More snow then frigid cold
A few more inches of snow, blowing snow, frigid temperatures and life-threatening wind chills will make travel hazardous through Friday morning, said Tyler Kranz, a meteorologist with the National Weather Service in Bismarck.
The North Dakota Department of Transportation and North Dakota Highway Patrol issued a travel alert starting Wednesday afternoon that included Jamestown.
"The amount of snow we are expecting in addition to what received today (Wednesday) is 3 to 4 inches," Krenz said. "The additional snow to the south of Jamestown is looking to be 4 to 6 inches."
Snow blowing back onto plowed roads will make driving hazardous, he said. The roadways will be slippery and the snow will make visibility difficult, she said.
There are two snow systems coming through eastern and south central North Dakota including Jamestown and the James River Valley, he said. The snow through Wednesday evening was the first with the heaviest snowfall occurring south and east of Jamestown, he said.
No snowfall recording was available from the North Dakota State Hospital or Jamestown Regional Airport as of 3:30 p.m. The nearest recorded snowfall is Ellendale, which reported having received 4 inches of snow as of 11 a.m. and probably had over 6 inches as of 3:30 p.m., Kranz said.
That should make travel in Dickey County hazardous, he said.
The high Thursday in Jamestown will be minus 7 degrees with wind chills as low as minus 35, he said. Temperatures will fall to minus 22 Thursday night with minus 40-degree wind chills throughout most of the state, he said.
"I would call that dangerous to life-threatening wind chills," Krenz said. "Anyone outside should seriously be bundled up in several layers."
Continued cold is expected Friday with a high near minus 10 and a low of minus 19 in the evening.
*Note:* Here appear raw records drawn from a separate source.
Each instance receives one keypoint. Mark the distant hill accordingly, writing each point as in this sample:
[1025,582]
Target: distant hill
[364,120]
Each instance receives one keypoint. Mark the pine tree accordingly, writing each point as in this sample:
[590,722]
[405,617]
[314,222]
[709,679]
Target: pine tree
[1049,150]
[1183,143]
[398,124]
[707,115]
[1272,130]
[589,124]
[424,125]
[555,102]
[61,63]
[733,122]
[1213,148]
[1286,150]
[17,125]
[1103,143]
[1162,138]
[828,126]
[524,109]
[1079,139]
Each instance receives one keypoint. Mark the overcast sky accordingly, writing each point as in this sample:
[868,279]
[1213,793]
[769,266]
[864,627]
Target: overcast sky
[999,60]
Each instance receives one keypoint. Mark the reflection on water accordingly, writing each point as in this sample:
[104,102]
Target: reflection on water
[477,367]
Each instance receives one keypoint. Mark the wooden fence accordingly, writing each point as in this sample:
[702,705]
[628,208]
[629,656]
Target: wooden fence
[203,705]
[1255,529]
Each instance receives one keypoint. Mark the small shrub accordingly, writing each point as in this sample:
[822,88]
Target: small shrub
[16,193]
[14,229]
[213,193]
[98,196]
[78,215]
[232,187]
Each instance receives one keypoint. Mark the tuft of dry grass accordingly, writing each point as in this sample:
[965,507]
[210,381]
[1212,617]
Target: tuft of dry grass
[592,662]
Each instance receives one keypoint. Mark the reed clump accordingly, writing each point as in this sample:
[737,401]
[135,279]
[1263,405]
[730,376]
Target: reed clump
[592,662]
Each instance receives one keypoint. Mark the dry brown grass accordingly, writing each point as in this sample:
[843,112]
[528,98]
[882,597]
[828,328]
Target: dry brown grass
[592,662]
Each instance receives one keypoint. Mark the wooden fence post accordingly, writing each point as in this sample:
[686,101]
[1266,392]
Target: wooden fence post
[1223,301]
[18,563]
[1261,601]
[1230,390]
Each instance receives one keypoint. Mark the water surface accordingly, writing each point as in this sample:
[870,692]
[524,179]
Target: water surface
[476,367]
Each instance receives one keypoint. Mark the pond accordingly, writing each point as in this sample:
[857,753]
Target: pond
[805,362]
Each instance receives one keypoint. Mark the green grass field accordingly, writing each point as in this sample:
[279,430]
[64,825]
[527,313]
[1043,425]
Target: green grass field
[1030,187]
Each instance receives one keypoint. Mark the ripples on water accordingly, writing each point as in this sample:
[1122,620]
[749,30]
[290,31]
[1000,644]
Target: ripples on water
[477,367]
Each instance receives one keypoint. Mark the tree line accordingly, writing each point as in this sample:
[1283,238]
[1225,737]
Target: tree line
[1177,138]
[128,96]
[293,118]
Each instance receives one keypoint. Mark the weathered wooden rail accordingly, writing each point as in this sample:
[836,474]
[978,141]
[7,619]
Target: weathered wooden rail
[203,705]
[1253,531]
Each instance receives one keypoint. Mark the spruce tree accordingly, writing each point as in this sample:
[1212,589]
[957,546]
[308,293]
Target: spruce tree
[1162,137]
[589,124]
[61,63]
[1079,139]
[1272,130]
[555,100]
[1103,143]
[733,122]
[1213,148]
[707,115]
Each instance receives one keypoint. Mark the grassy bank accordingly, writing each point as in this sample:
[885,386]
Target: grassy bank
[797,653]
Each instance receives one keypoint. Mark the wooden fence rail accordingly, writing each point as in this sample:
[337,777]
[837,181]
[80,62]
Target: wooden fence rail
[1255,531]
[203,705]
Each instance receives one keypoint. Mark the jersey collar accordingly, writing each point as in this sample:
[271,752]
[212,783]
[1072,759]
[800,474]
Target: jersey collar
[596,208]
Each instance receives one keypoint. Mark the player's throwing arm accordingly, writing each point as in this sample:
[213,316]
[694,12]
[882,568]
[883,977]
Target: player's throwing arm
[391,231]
There is a 20 percent chance of snow on Saturday with highs near minus 1 and lows around minus 15.
"After this system moves out tomorrow there is really no big weathermaker happening, and most places will be dry and cold and with maybe some light snow for several days," Krenz said.
The average temperature for the Feb. 1-6 is 2 degrees below normal, he said. The continued cold makes it likely that more below normal temperatures will follow, he said.
Temperatures should remain below zero on Sunday with highs around minus 2. There will be a 50 percent chance of snow snow on Monday with a high near 9, followed by a 20 percent chance of snow Tuesday with a high near 5.